The Due Process Clause of the Fourteenth Amendment requires that once a defendant makes an appearance, that defendant is entitled to notice of the trial setting. See, e.g., LBL Oil Co., 777 S.W.2d at 390-91 (citing Peralta, 485 U.S. at 86-87, 108 S.Ct. 896); Lopez, 757 S.W.2d at 722. Here, both the trial court and court of appeals found that Mabon had no notice of the trial setting or the default judgment. 287 S.W.3d at 221. Because Mabon proved that (1) it had no notice of the trial setting or the default judgment within an adequate time to pursue alternative legal remedies, and (2) the lack of notice was not because of its own fault or negligence, the first two traditional bill-of-review requirements — that Mabon show proof of a meritorious defense to the underlying cause of action, which it was prevented from making by fraud, accident, or wrongful act of the opposing party or by official mistake — are rendered unnecessary, and the final traditional requirement — lack of negligence — is conclusively established.

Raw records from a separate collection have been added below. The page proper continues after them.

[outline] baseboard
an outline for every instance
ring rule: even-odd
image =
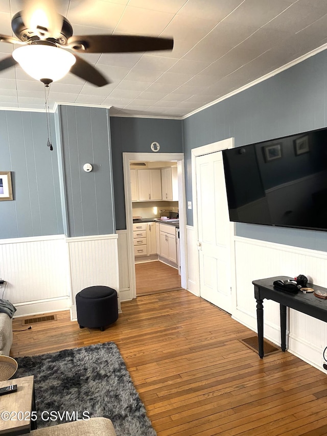
[[[30,316],[41,313],[48,313],[50,312],[69,310],[72,303],[69,297],[63,297],[62,298],[48,299],[41,301],[17,303],[14,306],[17,309],[14,318],[17,318],[20,316]]]

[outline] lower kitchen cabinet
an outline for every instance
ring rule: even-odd
[[[157,254],[157,239],[155,232],[155,222],[147,223],[147,241],[148,242],[148,254]]]
[[[176,228],[172,225],[160,224],[160,256],[174,263],[177,263]]]
[[[134,256],[148,256],[147,223],[133,224],[133,242]]]

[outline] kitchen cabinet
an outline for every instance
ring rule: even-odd
[[[131,170],[131,195],[132,201],[137,201],[138,199],[137,194],[137,173],[136,170]]]
[[[136,170],[139,201],[161,200],[160,169]]]
[[[173,225],[160,224],[160,256],[177,263],[176,228]]]
[[[148,256],[146,223],[133,224],[133,243],[135,257]]]
[[[177,167],[161,169],[161,196],[162,200],[178,200]]]
[[[156,237],[156,223],[147,223],[147,241],[148,255],[157,254],[157,239]]]

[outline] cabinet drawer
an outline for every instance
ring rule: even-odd
[[[134,238],[133,240],[134,245],[146,245],[147,239],[145,238]]]
[[[146,222],[144,223],[134,223],[133,224],[133,230],[135,232],[137,230],[147,230],[147,223]]]
[[[133,232],[133,237],[135,238],[146,238],[147,232],[145,230],[139,230],[136,232]]]
[[[176,227],[174,225],[167,225],[165,224],[160,224],[160,231],[169,233],[170,235],[176,235]]]
[[[134,247],[134,256],[148,256],[148,250],[146,245],[139,245],[139,246]]]

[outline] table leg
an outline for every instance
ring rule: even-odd
[[[262,300],[256,300],[256,323],[259,356],[262,359],[264,357],[264,305]]]
[[[282,351],[286,350],[286,306],[279,305],[281,312],[281,339]]]

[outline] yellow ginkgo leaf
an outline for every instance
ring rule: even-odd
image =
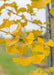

See, e.g., Peralta, 485 U.S. at 84-85, 108 *814S.Ct. 896; Caldwell II, 154 S.W.3d at 97; Lopez, 757 S.W.2d at 723. Finally, to the extent that it conflicts with this opinion, we expressly disapprove of the appellate court’s decision in Abovr-Tmbi v. Best Industrial Uniform Supply, Inc., No. 14-02-01000-CV, 2003 WL 22252876, at *3 (Tex.App.-Houston [14th Dist.] Oct. 2, 2003, no pet.) (mem.op.).
Accordingly, without hearing oral argument, we grant Mahon’s petition for review, reverse the court of appeals’ judgment, and reinstate the judgment of the trial court. See Tex.R.App. P. 59.1.
Justice GUZMAN did not participate in the decision.